A Gallup poll last week found that by 60 percent to 38 percent, Americans do not believe the government can expand healthcare coverage without raising taxes on the middle class or affecting the quality of care.
The $2.5 trillion U.S. healthcare system is the world's most expensive -- it represents about a sixth of the economy -- but lags those of other advanced industrial states in quality of care.
The Kaiser Family Foundation study found insurance coverage for an average family costs $13,375 a year and premiums have increased 138 percent over the past decade. Forty-six million people in the United States lack any health insurance, leaving them at risk of economic catastrophe if they get sick.
Obama said on CBS' Face the Nation he could still keep a campaign pledge not to raise taxes on those making less than $250,000. He said much of the cost of the overhaul could be funded by eliminating waste and abuse.
I can still keep that promise because as I've said, about two-thirds of what we've proposed would be from money that's already in the healthcare system but just being spent badly. And as I said before, this is not me making wild assertions, Obama said.
'BIG GOVERNMENT PLAN'
Republicans acknowledge problems with healthcare, but call the Democrats' approach an unnecessary government intrusion in the private sector that would raise taxes for individuals and small businesses and cut benefits to the elderly.
There is no debate in Washington, or around the country, about the need for us to fix our health care system.

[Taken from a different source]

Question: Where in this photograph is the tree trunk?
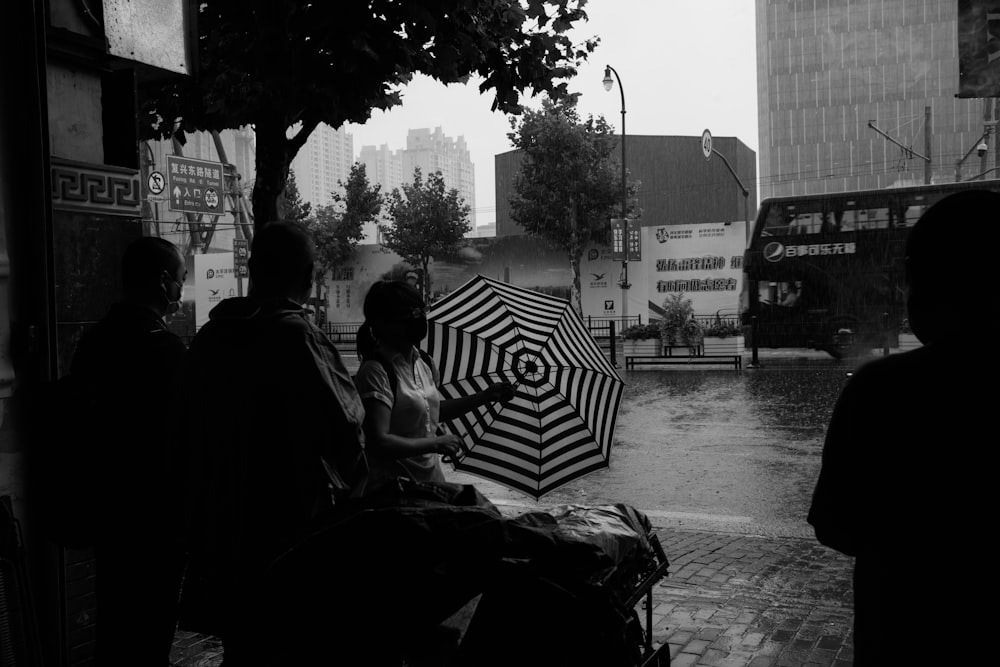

It doesn't work well for everyone ... and it costs too much, House Republican leader John Boehner said on NBC's Meet the Press.
But we can fix our current system, we can make it work better, we don't have to throw it away and have this big government plan.
The Baucus proposal would impose a fee on expensive health insurance policies. The fee could raise $215 billion over 10 years to cover a fourth of the $856 billion plan. It does not include a public option government-run insurance plan, which many Congressional liberals want but has been heatedly opposed by Republicans and insurance industry lobbyists.
Obama's healthcare campaign has prompted angry demonstrations by Americans skeptical of the plan. Republican Representative Joe Wilson shouted You lie at Obama during his recent speech to a joint session of the U.S. Congress.
The exchange led former President Jimmy Carter to say Obama was a victim of racism, a claim Obama, the first black U.S. president, dismissed.
You know, I think that it really has more to do with the fact that there are some people who think government can't do anything. As I said, there's some people who just cynically want to defeat me politically, but there's nothing new about that, Obama told Univision.
The media blitz, after repeated healthcare rallies and his major address to Congress on September 9, prompted criticisms that Obama risks diluting his message through overexposure.
He's been on everything but the food channel, Republican Senator Lindsey Graham said on Meet the Press.
The White House says the president must make his case in a variety of ways because Americans get news in so many places.
Many analysts agreed, saying the White House erred earlier by leaving it to Democrats in Congress to formulate a strategy and sell it to the public.
The White House needs to provide that single focal point, that single voice, said Daniel Amundson, research director at George Mason University's Center for Media and Public Affairs in Washington.
It looks to me like the strategy is on the one hand, regain the rhetorical high ground, and on the other hand, cool off the language, he said.